Por supuesto, que en todo esto hay excepciones y sería una falsedad y una injusticia generalizar y aplicar a todos los cléricos (jóvenes y mayores) este modelo de clérigo del que aquí estoy hablando. Eso no se puede hacer. Y no se puede hacer porque son muchos los hombres y mujeres que están dando lo mejor de sí mismos para que este mundo sea más habitable. Pero nadie me puede negar que, al decir estas cosas, estoy retratando una situación que es bastante real.

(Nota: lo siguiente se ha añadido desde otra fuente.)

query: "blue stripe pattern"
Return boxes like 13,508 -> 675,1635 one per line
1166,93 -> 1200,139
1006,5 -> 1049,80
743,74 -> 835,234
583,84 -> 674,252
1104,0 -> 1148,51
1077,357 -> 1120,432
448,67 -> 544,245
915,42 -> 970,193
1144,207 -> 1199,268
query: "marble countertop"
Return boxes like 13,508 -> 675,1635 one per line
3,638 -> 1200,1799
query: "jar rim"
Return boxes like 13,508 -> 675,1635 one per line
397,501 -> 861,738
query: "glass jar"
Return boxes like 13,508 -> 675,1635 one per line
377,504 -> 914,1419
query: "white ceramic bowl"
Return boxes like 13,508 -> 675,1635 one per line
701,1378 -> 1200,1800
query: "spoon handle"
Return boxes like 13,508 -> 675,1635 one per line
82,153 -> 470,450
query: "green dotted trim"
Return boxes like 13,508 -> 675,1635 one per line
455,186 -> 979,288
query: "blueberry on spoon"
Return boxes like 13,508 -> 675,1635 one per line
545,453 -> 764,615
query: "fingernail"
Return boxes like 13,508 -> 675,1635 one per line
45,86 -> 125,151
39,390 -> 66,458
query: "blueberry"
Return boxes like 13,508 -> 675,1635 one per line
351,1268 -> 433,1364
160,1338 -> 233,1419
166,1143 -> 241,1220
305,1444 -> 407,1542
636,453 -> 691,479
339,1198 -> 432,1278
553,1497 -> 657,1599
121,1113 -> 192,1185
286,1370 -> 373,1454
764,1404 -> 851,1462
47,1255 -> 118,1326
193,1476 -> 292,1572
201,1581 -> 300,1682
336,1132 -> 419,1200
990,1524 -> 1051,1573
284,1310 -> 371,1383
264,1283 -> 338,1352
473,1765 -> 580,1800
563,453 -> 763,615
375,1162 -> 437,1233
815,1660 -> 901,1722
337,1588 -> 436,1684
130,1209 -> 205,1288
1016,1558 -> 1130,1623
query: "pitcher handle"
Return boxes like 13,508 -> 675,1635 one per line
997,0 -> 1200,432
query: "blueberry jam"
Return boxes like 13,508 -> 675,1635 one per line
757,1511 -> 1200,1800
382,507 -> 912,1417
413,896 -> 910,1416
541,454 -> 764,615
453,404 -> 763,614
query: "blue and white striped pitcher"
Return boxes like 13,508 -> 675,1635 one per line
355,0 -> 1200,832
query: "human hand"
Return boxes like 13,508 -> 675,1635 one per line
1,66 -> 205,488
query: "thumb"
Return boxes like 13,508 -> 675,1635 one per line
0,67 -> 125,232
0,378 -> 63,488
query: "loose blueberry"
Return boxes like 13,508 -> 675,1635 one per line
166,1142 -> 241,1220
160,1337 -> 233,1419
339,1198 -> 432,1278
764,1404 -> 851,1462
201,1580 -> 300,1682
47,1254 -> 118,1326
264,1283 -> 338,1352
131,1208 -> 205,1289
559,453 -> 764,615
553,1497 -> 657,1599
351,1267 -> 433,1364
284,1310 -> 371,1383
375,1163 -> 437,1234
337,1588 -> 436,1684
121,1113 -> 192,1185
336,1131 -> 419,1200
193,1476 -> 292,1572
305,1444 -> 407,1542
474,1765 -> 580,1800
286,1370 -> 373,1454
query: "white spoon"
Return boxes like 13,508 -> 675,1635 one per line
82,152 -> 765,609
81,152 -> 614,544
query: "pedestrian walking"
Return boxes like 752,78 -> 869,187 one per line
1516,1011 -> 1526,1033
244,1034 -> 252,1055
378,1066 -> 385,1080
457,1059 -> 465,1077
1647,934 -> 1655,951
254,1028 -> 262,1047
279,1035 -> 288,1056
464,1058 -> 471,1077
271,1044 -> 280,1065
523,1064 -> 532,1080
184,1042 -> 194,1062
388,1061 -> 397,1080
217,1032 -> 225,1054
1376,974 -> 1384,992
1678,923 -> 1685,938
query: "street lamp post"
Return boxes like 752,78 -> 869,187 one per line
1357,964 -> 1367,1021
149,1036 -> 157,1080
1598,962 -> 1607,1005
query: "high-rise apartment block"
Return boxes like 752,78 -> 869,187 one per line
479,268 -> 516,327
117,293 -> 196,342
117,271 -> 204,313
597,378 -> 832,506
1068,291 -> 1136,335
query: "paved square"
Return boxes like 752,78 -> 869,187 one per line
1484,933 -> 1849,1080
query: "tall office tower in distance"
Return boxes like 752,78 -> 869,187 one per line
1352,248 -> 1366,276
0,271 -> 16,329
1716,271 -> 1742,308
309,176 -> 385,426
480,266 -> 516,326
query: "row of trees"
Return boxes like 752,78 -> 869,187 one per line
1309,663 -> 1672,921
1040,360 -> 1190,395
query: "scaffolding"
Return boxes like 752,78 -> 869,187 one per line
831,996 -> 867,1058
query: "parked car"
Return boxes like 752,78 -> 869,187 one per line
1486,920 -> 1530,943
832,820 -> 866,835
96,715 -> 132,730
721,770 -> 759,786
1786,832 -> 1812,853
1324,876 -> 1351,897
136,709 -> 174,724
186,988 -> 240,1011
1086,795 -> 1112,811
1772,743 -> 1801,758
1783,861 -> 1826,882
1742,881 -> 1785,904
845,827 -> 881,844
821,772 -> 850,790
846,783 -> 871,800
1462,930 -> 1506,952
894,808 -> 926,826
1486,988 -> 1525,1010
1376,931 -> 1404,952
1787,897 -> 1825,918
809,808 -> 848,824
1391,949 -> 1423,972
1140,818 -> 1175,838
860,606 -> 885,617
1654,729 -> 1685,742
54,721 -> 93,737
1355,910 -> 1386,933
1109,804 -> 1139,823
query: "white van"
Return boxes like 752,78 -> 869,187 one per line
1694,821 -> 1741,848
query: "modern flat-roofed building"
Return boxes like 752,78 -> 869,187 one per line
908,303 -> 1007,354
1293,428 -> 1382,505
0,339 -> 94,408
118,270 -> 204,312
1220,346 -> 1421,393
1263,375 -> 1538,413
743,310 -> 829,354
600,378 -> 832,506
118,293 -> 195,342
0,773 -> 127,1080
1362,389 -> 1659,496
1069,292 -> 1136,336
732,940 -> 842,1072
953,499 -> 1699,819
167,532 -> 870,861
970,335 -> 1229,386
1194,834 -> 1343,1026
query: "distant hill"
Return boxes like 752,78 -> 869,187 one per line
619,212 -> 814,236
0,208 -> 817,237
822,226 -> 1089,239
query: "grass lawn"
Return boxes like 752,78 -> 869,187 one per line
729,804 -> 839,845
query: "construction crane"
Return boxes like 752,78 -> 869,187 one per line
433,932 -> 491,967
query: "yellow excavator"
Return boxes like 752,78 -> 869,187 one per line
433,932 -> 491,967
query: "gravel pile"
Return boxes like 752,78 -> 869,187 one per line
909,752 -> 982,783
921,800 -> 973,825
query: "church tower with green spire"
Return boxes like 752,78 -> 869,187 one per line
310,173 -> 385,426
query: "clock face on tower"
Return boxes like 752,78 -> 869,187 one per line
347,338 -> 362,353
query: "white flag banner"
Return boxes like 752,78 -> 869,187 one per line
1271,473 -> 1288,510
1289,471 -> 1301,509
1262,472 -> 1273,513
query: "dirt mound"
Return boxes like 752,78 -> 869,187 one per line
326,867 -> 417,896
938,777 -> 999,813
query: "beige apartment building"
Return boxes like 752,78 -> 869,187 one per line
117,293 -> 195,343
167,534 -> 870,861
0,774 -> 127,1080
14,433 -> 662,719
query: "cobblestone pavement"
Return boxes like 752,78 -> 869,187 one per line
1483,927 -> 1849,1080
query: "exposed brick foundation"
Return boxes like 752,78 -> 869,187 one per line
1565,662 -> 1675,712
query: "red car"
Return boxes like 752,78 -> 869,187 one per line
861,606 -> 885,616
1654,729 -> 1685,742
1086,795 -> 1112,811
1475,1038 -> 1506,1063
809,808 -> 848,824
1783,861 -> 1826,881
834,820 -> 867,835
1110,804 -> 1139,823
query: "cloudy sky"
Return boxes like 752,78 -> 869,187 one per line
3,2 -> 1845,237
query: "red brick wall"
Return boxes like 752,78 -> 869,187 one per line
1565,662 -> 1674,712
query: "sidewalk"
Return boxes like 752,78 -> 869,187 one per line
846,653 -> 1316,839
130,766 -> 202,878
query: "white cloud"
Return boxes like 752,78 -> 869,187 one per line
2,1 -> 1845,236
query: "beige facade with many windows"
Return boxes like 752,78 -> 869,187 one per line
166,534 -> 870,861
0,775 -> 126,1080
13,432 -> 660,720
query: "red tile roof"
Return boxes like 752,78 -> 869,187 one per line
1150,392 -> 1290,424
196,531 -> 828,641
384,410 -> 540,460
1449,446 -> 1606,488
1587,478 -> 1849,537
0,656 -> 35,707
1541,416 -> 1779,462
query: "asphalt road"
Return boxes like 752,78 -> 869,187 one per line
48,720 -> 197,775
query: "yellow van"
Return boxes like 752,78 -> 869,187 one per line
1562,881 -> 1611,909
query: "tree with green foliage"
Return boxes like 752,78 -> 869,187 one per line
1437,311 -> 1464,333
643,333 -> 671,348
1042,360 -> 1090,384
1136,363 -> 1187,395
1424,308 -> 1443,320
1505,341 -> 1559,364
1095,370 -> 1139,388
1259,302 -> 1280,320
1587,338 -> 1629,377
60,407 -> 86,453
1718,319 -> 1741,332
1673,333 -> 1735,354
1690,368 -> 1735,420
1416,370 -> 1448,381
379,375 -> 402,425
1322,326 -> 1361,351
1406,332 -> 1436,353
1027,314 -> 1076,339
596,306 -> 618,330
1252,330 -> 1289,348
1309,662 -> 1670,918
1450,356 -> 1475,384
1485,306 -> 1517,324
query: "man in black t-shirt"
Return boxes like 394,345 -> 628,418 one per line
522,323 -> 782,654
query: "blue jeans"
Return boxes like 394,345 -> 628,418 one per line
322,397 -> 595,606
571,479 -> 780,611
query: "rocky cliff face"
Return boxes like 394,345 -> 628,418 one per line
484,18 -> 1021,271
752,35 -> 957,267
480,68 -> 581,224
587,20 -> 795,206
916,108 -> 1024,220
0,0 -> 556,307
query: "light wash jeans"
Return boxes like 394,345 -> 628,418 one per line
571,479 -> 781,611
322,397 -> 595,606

Pues bien, con todos los matices que haya que ponerle a lo que digo aquí, una cosa me parece evidente: o pronto se produce un cambio milagroso, o podemos decir que la institución clerical ha enfilado el camino de su desaparición. Pero, ¡atención!, la Iglesia no es el clero. La Iglesia seguirá adelante. Pero será una Iglesia de laicos. Una Iglesia, por tanto, en la que los laicos asuman sus responsabilidades y vean como suya esta Iglesia que tiene su origen en un laico, Jesús. Y que nació, no como un clero dirigente de laicos, sino como un pueblo, una comunidad de comunidades en las que todos se veían como hermanos. Y todos corresponsables de anunciar y de vivir el mensaje de Jesucristo. Las formas concretas de organización y de gestión de esta “Iglesia de laicos” no estaban claras cuando nació la Iglesia. Tampoco lo están hoy. Pero, si en sus orígenes salió adelante, también saldrá ahora y en el futuro: a corto, medio y largo plazo.